In the instant case there is no indication in the record that the trial justice was provided with any factual basis for evaluating whether defendants' testimony or production of documents would have been potentially incriminating. The mere threat of criminal prosecution is insufficient to justify a blanket assertion of the Fifth Amendment privilege. See United States v. Malnik, 489 F.2d 682 (5th Cir.1974); United States v. Roundtree, 420 F.2d 845 (5th Cir.1969). Thus, whereas defendants' blanket invocation of the privilege was improper, the trial justice's order compelling *877 responses to all questions and the production of documents (excepting the federal and state tax returns) was an overbroad response.

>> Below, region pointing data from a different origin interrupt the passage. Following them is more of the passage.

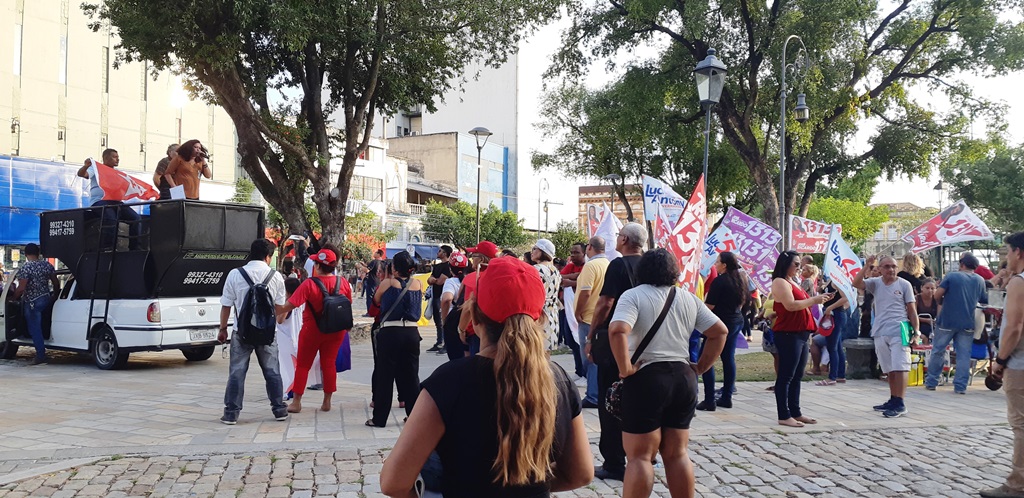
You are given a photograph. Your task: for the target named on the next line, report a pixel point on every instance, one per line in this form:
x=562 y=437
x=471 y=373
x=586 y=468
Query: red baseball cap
x=485 y=248
x=510 y=287
x=326 y=256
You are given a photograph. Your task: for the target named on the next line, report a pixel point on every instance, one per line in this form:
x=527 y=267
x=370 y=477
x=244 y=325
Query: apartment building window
x=367 y=189
x=17 y=50
x=62 y=61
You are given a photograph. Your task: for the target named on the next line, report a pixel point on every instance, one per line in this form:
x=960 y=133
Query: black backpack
x=337 y=312
x=257 y=322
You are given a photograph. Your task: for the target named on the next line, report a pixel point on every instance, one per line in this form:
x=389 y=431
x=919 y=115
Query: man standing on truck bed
x=235 y=292
x=34 y=291
x=99 y=197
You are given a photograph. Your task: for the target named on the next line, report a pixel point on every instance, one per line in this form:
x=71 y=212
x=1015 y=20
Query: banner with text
x=655 y=194
x=687 y=236
x=809 y=236
x=842 y=265
x=954 y=223
x=751 y=240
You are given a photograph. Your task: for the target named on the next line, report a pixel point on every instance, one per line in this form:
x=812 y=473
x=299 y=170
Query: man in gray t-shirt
x=894 y=303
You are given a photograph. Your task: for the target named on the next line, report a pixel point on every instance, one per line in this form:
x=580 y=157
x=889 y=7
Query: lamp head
x=710 y=76
x=802 y=112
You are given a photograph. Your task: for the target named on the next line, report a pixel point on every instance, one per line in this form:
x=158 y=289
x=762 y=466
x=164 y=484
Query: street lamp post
x=802 y=113
x=477 y=133
x=710 y=76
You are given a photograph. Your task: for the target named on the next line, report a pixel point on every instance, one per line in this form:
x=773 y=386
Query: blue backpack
x=257 y=322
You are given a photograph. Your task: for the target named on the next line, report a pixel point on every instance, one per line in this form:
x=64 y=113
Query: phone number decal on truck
x=203 y=278
x=61 y=227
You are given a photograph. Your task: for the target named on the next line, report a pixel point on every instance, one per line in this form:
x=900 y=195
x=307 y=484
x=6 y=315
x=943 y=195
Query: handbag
x=613 y=399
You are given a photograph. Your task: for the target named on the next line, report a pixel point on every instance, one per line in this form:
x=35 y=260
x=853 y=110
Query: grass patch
x=757 y=367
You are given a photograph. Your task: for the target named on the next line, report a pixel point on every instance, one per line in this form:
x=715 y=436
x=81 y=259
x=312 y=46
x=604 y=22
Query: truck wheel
x=199 y=354
x=8 y=349
x=105 y=353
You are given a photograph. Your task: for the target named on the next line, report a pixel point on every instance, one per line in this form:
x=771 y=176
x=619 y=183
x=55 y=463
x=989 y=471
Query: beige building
x=65 y=100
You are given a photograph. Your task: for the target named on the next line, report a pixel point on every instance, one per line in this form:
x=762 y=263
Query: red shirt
x=570 y=267
x=308 y=293
x=787 y=321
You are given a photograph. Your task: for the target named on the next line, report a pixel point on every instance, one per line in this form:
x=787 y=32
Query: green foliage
x=456 y=223
x=244 y=189
x=859 y=220
x=353 y=59
x=566 y=234
x=991 y=185
x=879 y=60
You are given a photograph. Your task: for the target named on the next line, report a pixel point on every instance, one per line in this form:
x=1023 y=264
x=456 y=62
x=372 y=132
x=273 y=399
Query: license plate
x=202 y=334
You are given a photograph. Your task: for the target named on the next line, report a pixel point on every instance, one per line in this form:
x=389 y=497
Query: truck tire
x=199 y=354
x=105 y=353
x=8 y=349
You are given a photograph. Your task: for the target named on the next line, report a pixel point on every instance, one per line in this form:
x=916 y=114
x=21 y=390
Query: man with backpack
x=257 y=292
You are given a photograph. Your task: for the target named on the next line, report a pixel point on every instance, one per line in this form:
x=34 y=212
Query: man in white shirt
x=233 y=294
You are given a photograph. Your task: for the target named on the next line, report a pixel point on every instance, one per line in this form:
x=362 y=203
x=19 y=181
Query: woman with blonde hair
x=519 y=430
x=912 y=268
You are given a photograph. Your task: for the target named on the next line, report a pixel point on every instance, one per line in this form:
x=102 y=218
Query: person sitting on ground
x=185 y=169
x=520 y=432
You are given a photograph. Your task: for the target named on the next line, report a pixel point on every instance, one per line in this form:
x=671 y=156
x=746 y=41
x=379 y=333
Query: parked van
x=165 y=294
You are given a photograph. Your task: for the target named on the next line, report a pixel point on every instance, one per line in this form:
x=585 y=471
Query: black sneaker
x=895 y=411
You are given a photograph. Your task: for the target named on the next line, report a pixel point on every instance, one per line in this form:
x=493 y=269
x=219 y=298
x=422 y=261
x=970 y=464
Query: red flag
x=119 y=185
x=955 y=223
x=687 y=238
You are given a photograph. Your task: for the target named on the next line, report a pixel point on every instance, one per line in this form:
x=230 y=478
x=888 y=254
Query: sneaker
x=1001 y=492
x=895 y=412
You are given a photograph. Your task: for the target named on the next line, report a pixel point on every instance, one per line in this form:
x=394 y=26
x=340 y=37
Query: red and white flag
x=687 y=238
x=954 y=223
x=119 y=185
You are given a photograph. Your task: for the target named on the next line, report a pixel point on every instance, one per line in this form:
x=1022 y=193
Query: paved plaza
x=70 y=429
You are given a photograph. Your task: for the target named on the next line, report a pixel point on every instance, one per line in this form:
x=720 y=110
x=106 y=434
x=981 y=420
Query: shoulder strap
x=653 y=328
x=246 y=277
x=397 y=301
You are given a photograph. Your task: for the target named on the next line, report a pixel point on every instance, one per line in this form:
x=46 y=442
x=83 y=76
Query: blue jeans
x=834 y=343
x=728 y=366
x=33 y=312
x=267 y=358
x=112 y=215
x=792 y=362
x=588 y=367
x=963 y=339
x=565 y=333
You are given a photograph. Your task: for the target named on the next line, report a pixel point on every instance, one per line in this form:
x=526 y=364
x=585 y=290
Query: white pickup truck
x=160 y=291
x=188 y=324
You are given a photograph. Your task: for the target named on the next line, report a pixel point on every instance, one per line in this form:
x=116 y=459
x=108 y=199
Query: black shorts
x=662 y=395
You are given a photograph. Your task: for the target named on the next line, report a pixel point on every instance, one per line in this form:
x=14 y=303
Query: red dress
x=787 y=321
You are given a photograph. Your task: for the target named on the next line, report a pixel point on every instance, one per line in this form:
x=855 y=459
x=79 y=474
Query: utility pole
x=546 y=202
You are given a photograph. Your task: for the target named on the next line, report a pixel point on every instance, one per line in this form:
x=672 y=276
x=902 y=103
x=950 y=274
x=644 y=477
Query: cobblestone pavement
x=906 y=462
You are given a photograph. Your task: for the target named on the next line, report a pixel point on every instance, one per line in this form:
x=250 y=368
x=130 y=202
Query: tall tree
x=353 y=59
x=456 y=223
x=865 y=57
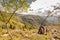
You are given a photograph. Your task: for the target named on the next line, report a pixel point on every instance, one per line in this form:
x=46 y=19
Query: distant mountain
x=33 y=20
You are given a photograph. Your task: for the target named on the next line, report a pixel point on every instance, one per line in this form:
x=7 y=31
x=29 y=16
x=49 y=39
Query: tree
x=12 y=6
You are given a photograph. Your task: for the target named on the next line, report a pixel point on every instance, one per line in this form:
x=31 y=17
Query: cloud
x=43 y=4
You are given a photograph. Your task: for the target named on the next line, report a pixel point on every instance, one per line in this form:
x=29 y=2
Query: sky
x=43 y=4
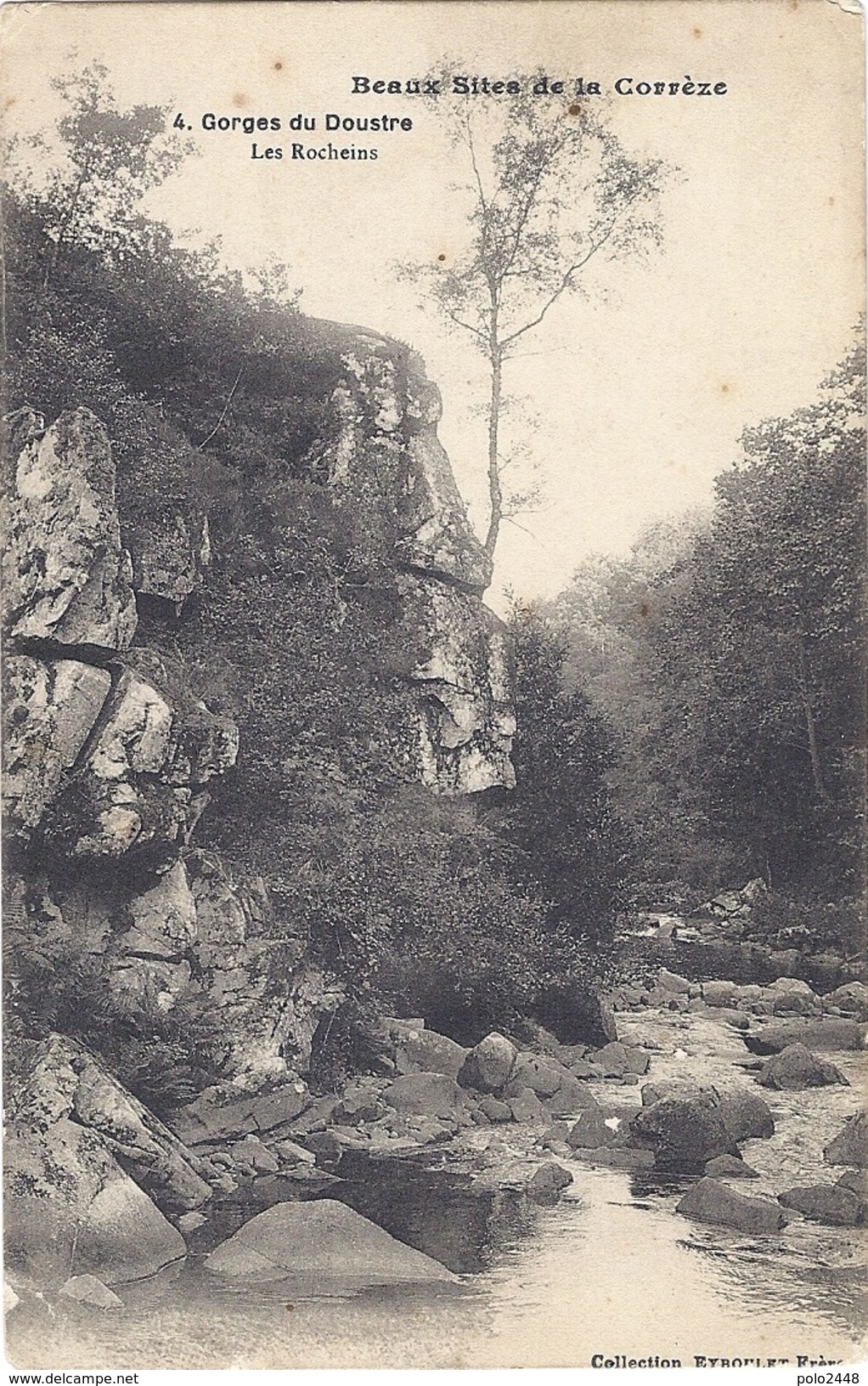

Rather the court should have been provided with a factual basis "for evaluating question-by-question whether the testimony would pose a real and appreciable tendency to incriminate * * *." McIntyre's Mini Computer Sales Group, Inc. v. Creative Synergy Corp., 115 F.R.D. 528, 530 (D.Mass. 1987); see also S.E.C. v. First Financial Group of Texas, Inc., 659 F.2d 660 (5th Cir.1981); United States v. Roundtree, 420 F.2d 845 (5th Cir.1969). However, at no time during the deposition did either defendant attempt to provide the court with any basis for invoking the privilege. Thus, although we believe that the defendants' blanket invocation of the privilege was improper, we believe that the trial justice must determine whether invocation of the privilege should be allowed in regard to each question and each document.
For the reasons stated, the petition for certiorari is granted in part. The order of the trial justice is quashed. The papers in the case may be remanded to the Superior Court for further proceedings not inconsistent with our opinion.